While there is still uncertainty over how significant the demand for COVID-19 testing will be once the pandemic has ended, Ford said he continues to believe that "a good portion of the COVID testing is sustainable." He added that there has been a "clear trend" toward rapid testing formats, and Abbott is the "dominant producer here of these rapid tests … so wherever that market goes, we know that we'll be the share leader here for sure."

Beyond COVID-19, Abbott is ramping up placements of its instruments, including the ID Now platform, in order to keep building its rapid testing channel, Ford said. In 2019, there were 19,000 ID Now instruments placed in the US, a figure that has swelled to 75,000, Ford said.
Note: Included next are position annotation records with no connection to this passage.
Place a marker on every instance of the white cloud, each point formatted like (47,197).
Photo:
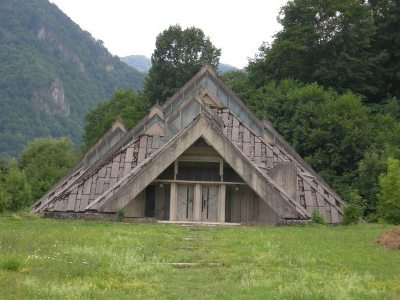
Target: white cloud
(130,27)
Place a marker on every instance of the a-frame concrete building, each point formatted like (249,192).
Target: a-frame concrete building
(200,157)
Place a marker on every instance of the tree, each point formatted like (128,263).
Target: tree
(179,55)
(387,42)
(124,105)
(323,41)
(389,197)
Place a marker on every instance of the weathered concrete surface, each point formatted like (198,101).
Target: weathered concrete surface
(203,127)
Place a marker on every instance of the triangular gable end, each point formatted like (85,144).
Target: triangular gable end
(201,128)
(203,107)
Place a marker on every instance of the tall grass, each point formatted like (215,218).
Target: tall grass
(41,258)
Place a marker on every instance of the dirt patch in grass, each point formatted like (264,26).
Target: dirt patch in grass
(390,239)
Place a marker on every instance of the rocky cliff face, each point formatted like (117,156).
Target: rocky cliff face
(51,74)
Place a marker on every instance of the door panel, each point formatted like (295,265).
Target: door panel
(209,203)
(185,202)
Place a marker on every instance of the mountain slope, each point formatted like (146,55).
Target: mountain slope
(139,62)
(51,73)
(143,64)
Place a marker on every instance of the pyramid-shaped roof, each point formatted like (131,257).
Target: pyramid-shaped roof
(123,163)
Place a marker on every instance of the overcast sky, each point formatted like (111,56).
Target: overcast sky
(129,27)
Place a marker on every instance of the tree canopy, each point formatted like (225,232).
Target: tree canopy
(329,42)
(179,55)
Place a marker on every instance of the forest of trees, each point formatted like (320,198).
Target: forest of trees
(329,83)
(40,45)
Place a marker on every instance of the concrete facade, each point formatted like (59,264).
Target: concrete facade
(201,157)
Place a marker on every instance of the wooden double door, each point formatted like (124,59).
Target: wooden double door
(200,205)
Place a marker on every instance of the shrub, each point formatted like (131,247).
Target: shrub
(11,263)
(352,213)
(389,197)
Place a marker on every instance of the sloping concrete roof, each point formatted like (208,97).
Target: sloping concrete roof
(249,146)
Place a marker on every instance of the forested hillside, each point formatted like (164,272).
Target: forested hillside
(143,64)
(51,73)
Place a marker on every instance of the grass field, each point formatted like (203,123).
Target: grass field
(50,259)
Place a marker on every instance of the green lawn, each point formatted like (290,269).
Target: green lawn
(42,258)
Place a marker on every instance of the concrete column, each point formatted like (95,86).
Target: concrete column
(221,203)
(173,202)
(197,203)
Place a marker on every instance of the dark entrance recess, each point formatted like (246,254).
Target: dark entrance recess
(150,203)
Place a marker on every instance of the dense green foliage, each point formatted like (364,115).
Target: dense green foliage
(105,260)
(41,49)
(389,197)
(350,44)
(125,105)
(42,163)
(328,83)
(179,55)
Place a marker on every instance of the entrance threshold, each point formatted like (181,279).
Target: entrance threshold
(199,223)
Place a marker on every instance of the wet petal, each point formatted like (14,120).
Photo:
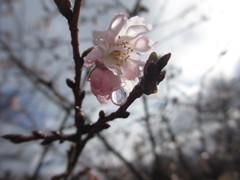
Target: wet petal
(94,56)
(136,30)
(99,39)
(103,83)
(117,24)
(131,69)
(142,44)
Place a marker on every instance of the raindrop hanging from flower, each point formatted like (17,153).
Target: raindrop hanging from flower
(116,57)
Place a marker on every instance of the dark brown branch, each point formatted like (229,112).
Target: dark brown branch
(39,135)
(133,170)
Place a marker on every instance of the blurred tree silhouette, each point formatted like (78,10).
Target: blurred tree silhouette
(172,137)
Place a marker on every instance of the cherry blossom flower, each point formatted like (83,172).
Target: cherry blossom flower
(103,83)
(118,49)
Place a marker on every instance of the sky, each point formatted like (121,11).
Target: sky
(213,42)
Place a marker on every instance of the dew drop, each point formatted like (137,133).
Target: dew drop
(119,97)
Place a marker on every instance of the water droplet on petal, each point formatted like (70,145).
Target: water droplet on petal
(119,97)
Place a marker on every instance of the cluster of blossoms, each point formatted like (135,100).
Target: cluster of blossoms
(116,56)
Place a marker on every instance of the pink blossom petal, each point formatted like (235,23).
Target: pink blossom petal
(103,99)
(131,69)
(103,83)
(94,56)
(136,20)
(100,38)
(117,24)
(142,44)
(136,30)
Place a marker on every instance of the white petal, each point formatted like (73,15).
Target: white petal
(117,24)
(99,39)
(131,69)
(95,55)
(142,44)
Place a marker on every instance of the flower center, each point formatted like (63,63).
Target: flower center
(122,54)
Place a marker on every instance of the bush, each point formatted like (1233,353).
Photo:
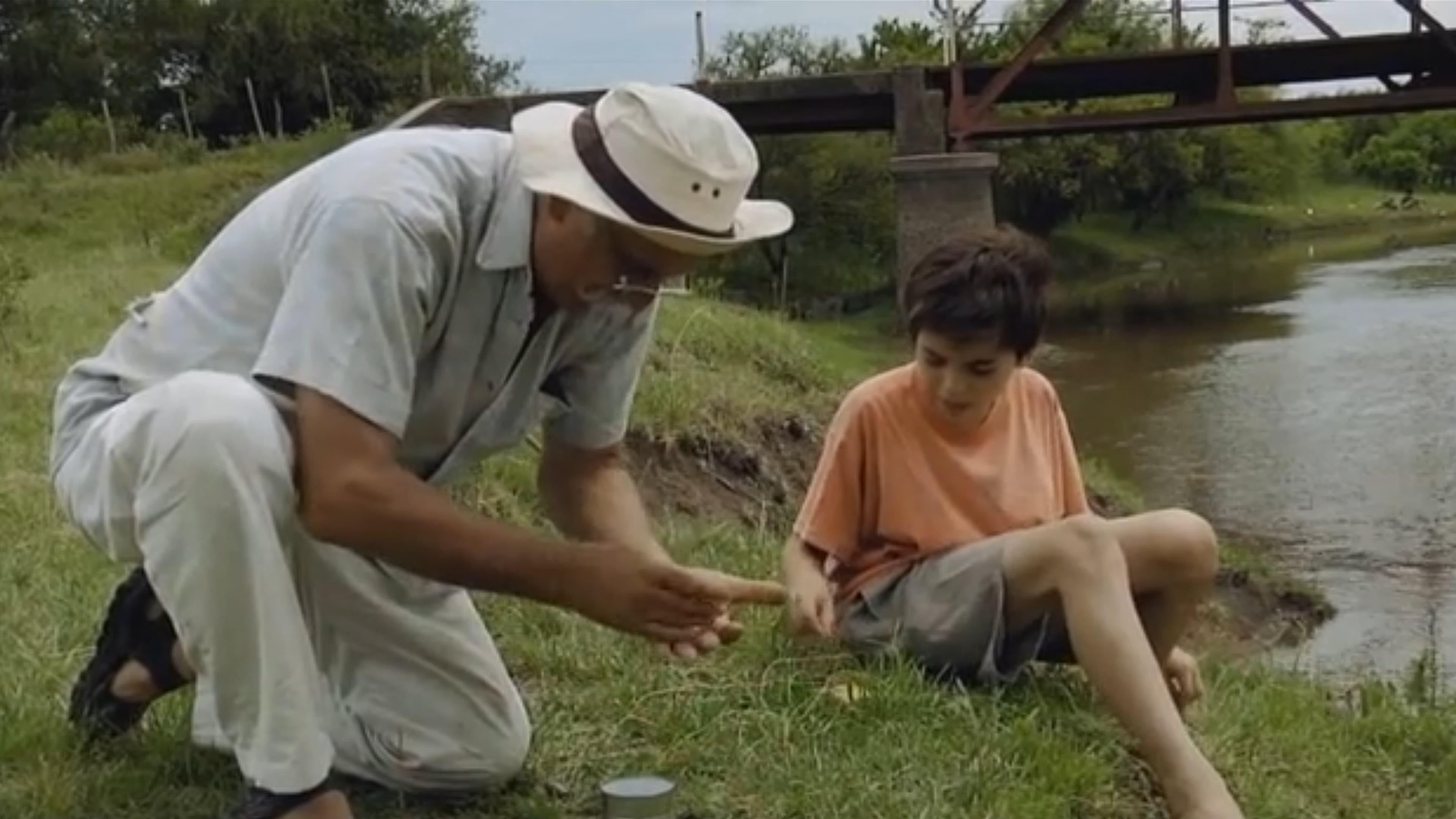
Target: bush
(72,136)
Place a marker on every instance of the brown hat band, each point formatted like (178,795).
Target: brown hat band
(609,177)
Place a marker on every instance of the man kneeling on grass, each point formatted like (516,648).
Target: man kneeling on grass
(948,516)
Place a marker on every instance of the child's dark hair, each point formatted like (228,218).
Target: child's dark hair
(986,280)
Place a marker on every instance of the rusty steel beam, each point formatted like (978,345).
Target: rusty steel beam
(965,117)
(1430,22)
(1227,95)
(867,101)
(1334,34)
(1210,114)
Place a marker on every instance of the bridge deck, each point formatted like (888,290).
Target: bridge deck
(865,101)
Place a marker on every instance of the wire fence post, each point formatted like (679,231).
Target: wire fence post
(111,127)
(253,101)
(328,91)
(187,117)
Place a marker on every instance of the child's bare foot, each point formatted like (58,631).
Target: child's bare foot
(1205,799)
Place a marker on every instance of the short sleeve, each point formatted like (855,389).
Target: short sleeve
(1069,470)
(833,506)
(350,323)
(598,391)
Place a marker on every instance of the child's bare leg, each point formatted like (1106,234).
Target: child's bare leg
(1079,563)
(1173,559)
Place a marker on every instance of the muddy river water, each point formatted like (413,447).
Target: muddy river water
(1324,422)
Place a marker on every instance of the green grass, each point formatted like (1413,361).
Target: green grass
(755,732)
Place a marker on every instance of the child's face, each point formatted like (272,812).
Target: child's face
(963,378)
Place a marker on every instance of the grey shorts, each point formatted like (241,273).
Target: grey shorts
(948,614)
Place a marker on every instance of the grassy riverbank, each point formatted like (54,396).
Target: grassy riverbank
(726,429)
(1219,254)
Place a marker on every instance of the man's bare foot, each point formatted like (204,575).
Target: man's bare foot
(133,682)
(331,805)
Although they won't all be as productive as they were during the peaks of the pandemic, they will "be very productive with all of our other assays" and that installed base "will continue to grow and will continue to produce for us," Ford said.

Within diagnostics, Abbott's base business has recovered from its previous dips, growing nearly 6 percent in the first quarter. Excluding COVID-19 sales, both the core laboratory and molecular diagnostics businesses achieved double-digit sales growth, Ford said. The strong core lab growth serves as a "good indicator of routine testing coming back to hospitals," he added.

The growth in the lab and molecular diagnostic segments outside of COVID-19 testing "has to do with the instruments we're placing and getting the test pull-through on other tests," Ford said.

He noted that the firm launched its Alinity m instrument last year during the COVID pandemic and the growing molecular diagnostic business gives Abbott the opportunity to continue its rollout. 

He added that Abbot is reinvesting a significant portion of its COVID-19-related revenues back into the business through research and development and sales, general, and administrative initiatives. If the demand for COVID-19 testing changes, he said there was flexibility for the company to adjust SG&A investment if needed. He added that Abbott is always actively looking for potential merger and acquisition opportunities and wants "businesses that we can grow … and can fit well into the company." 

"I'm not going to tip my hand and give up any kind of competitive advantage there, but if there's something that is attractive, that has got growth that won't dilute our top line growth profile … or that we can do better with, we're always going to be interested," Ford said.